I remember thinking how fortunate she was and how appalled I was that there wasn’t a central system that would subsidize Jewish day schools. I’m not talking about scholarships at individual schools. For seven years, I did get a discount on my bill as a single mother, but I still ended up paying out $400,000. It probably would’ve been $500,000 if I had not gotten those scholarships.
There’s a message that we’re sending our children and an expectation that they are assuming – that they should give to their children what I gave to them. I don’t agree with this message any more.
I’m trying to think of other ways than a Jewish day school to implement the ethics of our fathers, the transmission of our values, the teaching of Torah.

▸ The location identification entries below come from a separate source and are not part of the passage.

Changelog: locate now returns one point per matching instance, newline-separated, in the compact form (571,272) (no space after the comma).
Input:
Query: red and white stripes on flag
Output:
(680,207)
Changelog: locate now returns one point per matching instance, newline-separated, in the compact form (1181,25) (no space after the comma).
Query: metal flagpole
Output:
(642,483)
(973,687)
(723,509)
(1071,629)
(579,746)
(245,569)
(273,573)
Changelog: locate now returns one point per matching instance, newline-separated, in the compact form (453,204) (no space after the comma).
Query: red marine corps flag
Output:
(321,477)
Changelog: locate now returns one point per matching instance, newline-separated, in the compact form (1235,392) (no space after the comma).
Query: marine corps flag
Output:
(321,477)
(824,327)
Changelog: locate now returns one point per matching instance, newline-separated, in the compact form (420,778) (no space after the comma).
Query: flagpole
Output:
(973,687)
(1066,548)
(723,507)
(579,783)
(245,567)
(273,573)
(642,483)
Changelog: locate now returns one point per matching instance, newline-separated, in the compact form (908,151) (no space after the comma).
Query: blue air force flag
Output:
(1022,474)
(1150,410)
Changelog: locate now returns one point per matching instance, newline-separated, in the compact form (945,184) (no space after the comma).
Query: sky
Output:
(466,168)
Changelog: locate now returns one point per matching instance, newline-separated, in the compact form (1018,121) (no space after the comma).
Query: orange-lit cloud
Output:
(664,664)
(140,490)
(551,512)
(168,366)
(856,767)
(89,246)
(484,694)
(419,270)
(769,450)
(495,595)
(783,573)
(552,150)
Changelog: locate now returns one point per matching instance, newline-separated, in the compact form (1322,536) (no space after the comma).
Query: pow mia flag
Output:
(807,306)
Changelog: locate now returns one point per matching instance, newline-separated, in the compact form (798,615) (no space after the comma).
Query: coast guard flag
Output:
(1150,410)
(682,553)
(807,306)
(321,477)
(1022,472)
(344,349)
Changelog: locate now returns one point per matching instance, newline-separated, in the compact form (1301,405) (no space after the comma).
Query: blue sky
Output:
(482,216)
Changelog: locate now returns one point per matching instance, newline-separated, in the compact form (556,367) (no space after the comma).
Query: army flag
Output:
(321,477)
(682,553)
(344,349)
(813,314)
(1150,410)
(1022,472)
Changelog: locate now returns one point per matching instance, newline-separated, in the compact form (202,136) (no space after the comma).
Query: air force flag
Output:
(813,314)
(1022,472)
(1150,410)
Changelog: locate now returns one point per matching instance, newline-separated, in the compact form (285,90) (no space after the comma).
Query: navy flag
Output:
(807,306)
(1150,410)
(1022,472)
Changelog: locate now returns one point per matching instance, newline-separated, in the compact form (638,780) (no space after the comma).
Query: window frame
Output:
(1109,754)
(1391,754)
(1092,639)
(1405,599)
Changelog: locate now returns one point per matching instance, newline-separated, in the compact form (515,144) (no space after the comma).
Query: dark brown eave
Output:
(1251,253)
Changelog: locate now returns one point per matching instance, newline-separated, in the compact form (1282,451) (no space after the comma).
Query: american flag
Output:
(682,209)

With my fourth daughter about to go to college, I don’t have the funds to support her going away from home. Her dream was to get good grades and to go to the best four-year college she could get into and live in a dorm and have a college life experience.
Some people reading this column will say that is not what an Orthodox girl should do. She should go to a seminary her first year out of high school.
Some of my daughters chose to do that. Another went to Bar Ilan University. But even that was thousands of dollars.
Are we telling our children that you have to be rich or you will be a beggar?
The scholarship process was so humiliating at the Jewish day schools, except for a couple of years when a gentle soul was there. He understood. He was not wealthy. Other than that, the scholarship process usually consisted of a committee of five and some would be assigned to my case. I would be asked to bring in my check stubs and they would go through everything I wrote. And then they would decide if I was eligible for a scholarship or if I was negligent with my money. If I overspent elsewhere, then I wouldn’t qualify.
This is a big issue I’ve yet to fully grapple with, but I don’t want to see for my grandchildren this same problem. I’m not in a position to support them or to make a dent in their day school tuition. The finances are much too difficult for me.
I’m self-employed. I don’t have a matching 401K plan. I have to protect my future.
I suppose I could say – let my kids struggle as I struggled. Let them have less now. They’ll have more later as a result of a Jewish education.
I’m not sure that is the case. My daughter who did not go to a Jewish school past third grade is as magnificent as the other three, even though she does not read Hebrew.